Les nombreux avantages de la culture sur buttes

 Les avantages de la culture sur buttes sont relativement identiques à ceux procurés par l'édification de potagers en carrés. Atout supplémentaire, qu'il s'agisse de buttes pérennes ou provisoires, leur réalisation demande moins de matériaux extérieurs, pas plus que d'éventuels talents en menuiserie, tressage ou maçonnerie. 

 Les buttes permettent :

 - d'accélérer le réchauffement du sol : les rayons du soleil viennent taper en oblique sur toute la surface aérienne. Le gain de chaleur n'est pas négligeable : on l'estime à 2 à 4° C;

 - de favoriser le drainage : l'eau pénètre et, surtout, s'évacue mieux ; 

 - de limiter les pertes en eau : pour les jardiniers qui ont des terres très sableuses et qui ont du mal à maintenir un sol suffisamment frais en été, des buttes annuelles accéléreraient les pertes en eau, mais des buttes pérennes, montées en accumulant des couches de matière organique au fort pouvoir absorbant, comme le compost, permettent au contraire de les limiter ; 

 - de faciliter le développement racinaire : quels que soient la méthode et le type de buttes retenus; le sol devient plus meuble et moins sensible au tassement ; 

 - de diminuer les besoins de puissance mécanique ou manuelle : d'un point de vue mécanique, il faut refaçonner tous les ans les buttes saisonnières. Cela nécessite beaucoup moins de puissance pour relever le sol que descendre et labourer ou décomptacter en profondeur. Il en va de même manuellement. Dans une terre régulièrement travaillée et relativement meuble, il est finalement moins pénible de rehausser le sol que de le travailler en profondeur.  
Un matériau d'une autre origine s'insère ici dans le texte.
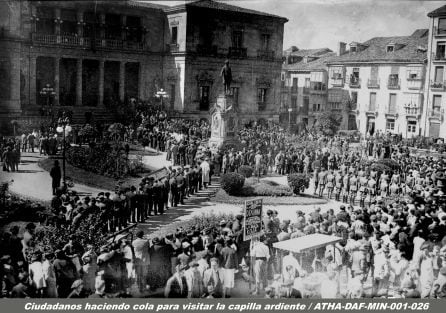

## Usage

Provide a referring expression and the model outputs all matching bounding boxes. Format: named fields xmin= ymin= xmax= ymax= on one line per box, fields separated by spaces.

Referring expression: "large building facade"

 De manière plus flagrante encore, l'arrachage des légumes-racines, sans devenir un jeu d'enfants, s'en trouve largement facilité; 

 - d'éviter l'inversion des couches : même si de plus en plus de jardiniers ont abandonné le travail du sol en profondeur avec retournement et risque d'inversion des couches, la question ne se pose même pas avec cette technique : l'ordre des couches est respecté ; 

 - de créer des passe-pieds naturels : petit avantage concrêt supplémentaire, une butte est visuellement clairement identifiée comme un espace cultivé sur lequel on ne doit pas poser les pieds ! 

 - de faire un faux semis : propre aux buttes annuelles, le simple fait de travailler le sol avant de semer ou planter crée un boulversement de la surface et permet de faire un faux semis bien appréciable ; 

 - de cultiver toute l'année : ressuyant rapidement, les buttes pérennes avec leurs allées stabilisées ou semées permettent d'y travailler même après de fortes pluies.  
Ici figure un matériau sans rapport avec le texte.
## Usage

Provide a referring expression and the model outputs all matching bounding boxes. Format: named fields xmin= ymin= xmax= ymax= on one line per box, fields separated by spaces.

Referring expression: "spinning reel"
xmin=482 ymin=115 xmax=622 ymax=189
Quelques inconvénients à la culture sur butte

 - apporter : même si on privilégiera toujours les matériaux disponibles chez soi, la constitution de buttes pérennes requiert malgré tout d'amener de grosses quantités de matière qu'il est rare d'avoir à disposition dans son jardin ; 

 - bien arroser : le contrôle de l'irrigation n'est pas forcément facile, particulièrement après le printemps. Le risque de laisser sécher le coeur de la butte et d'avoir par la suite du mal à le réhumidifier est grand ; 

 - surveiller : attention ça pousse ! 

 Incontestablement, ces petits édifices sont très "poussants". Si vos légumes vont pouvoir s'y épanouir, les adventices ne manqueront pas de faire de même. Plus encore que la culture en planches, la culture sur buttes demande un suivi très régulier au début pour donner ensuite toute sa mesure ; 

 - travailler dans la durée : les buttes étant forcément de dimensiosn un peu restreintes et en permanence cultivées, il faudra être particulièrement attentit à bien les "alimenter" au fil du temps - en compost et emendements bien sûr, mais aussi en paillage, BRF, etc. 

 - noter : un espace aussi délimité demande de la rigueur dans les rotations. Notez bien l'emplacement de vos cultures d'une année sur l'autre.